Die deutsche Bundeskanzlerin Angela Merkel betonte, dass diese Verpflichtung die „wichtigste Entscheidung für die kommenden Jahre ist“. US-Präsident George W. Bush, der sich geweigert hatte, das Kyoto-Protokoll zu unterzeichnen, betonte, dass die USA aktiv an den Verhandlungen um ein Post-Kyoto-Rahmenwerk teilnehmen wollten, oder sogar die Führung übernehmen wollten. Er sehe die Rolle der USA als Vermittler zwischen Europa und anderen Ländern und China und Indien.
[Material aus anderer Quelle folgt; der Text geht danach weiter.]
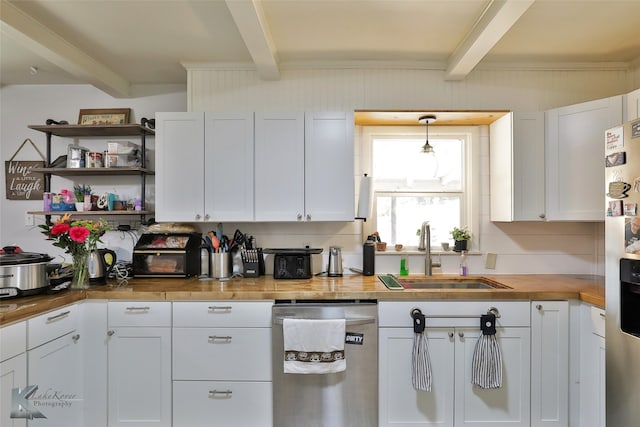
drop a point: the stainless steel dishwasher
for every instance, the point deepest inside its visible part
(343, 399)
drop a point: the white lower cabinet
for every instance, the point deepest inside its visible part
(453, 400)
(592, 367)
(55, 366)
(222, 364)
(549, 363)
(139, 363)
(13, 370)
Die acht Staaten haben sich darauf geeinigt Verhandlungen über den Klimaschutz unter Aufsicht der Vereinten Nationen im Rahmen der UN-Klimakonferenz auf Bali im Dezember 2007 aufzunehmen. Das Ziel ist es, bis 2009 ein Abkommen zu verabschieden.
Umweltorganisationen kritisierten die G8-Einigugn als „schwach“ und „ohne Substanz und politischen Willen“. Friends of the Earth bedauerten, dass die USA und Russland sich weigerten, verbindliche Zusagen bezüglich einer Reduzierung der CO2-Emissionen um 50% bis 2050 einzugehen. Insgesamt seien die G8-Naitonen, die nur 13% der Weltbevölkerung repräsentierten, für 43% des Treibhausgasausstoßes zuständig, so Friends of the Earth.
Der World Future Council betonte, dass er eine unmittelbar verbindliche Erklärung begrüßt hätte und warf den G8-Staaten vor, den schwarzen Peter der Klimakonferenz in Bali Ende des Jahres zuzuschieben.